Regulators in wealthy countries don’t want to focus public attention on the quality of generic medicines because their public health systems prescribe them to keep costs down. Dinesh Thakur recognises the political dilemma facing drug regulatory agencies. “Most regulators are walking a fine line between assuring good manufacturing practice and the availability of drugs. Access to affordable drugs is very politically charged right now.”
“Access to medicines” is still more of a mantra than “access to good quality medicines.” Thakur, who now heads Medassure Global Compliance Corporation, a company which helps drug manufacturers source high quality ingredients, said that Indian pharmaceutical companies are taking advantage of that zeitgeist to avoid being held to higher standards. Others agree.
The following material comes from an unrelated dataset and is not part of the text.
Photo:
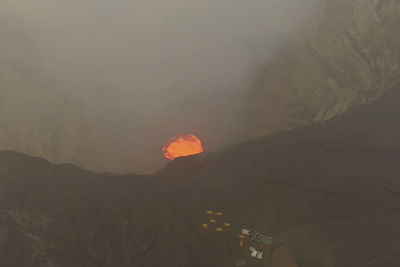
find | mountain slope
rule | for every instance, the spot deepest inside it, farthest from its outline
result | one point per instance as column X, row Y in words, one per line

Too often the WHO tries to take on the issue of drug quality, the Indian government objects.
Kees De Joncheere, the WHO’s director of essential medicines and health products, avoids pointing fingers at individual countries. “Look, no minister of health deliberately wants to have low quality products on their market, that’s clear. But when we talk about good manufacturing practice, well, how safe is safe enough? There’s a perception in some quarters that some countries are putting up manufacturing standards so that others can’t compete.”
Producer countries don’t have any obligation to guarantee the quality of the drugs they send abroad: the rule is buyer beware. But many importing countries don’t have the means to check what they buy—only five countries in all of sub-Saharan Africa have a laboratory that meets WHO standards for drug quality testing. One proposal, borrowed from the airline industry, is to make the countries responsible for the safety of the medicines they produce, no matter where they will be sold. Airlines that come from countries with poor safety standards are subject to blanket bans in other countries, regardless of the standards at an individual airline. This solution is fairly simple, but politicians haven’t had the courage to push for it.
Ranbaxy-style scandals notwithstanding, rich countries are good at assuring the quality of the drugs they import. That has made them complacent about the fact that people in other countries are taking medicines that don’t work. It doesn’t help that the studies by Newton and his colleagues that first turned the spotlight on bad drugs were about antimalarials; malaria doesn’t kill voters in rich countries and politicians paid little attention.
Many of the pathogens now building up resistance because of poor quality drugs in Ho Chi Minh City, Lagos and Chennai will spread worldwide. When they arrive in Europe, they will be treated with good-quality medicines that will no longer work. Everyone, everywhere, should be able to trust the medicines they take. But for rich countries, improving the quality of the medicines consumed in the developing world is also a matter of self-preservation. If we don’t do more to support higher production standards in India and elsewhere, bad bugs will continue to spread the world over.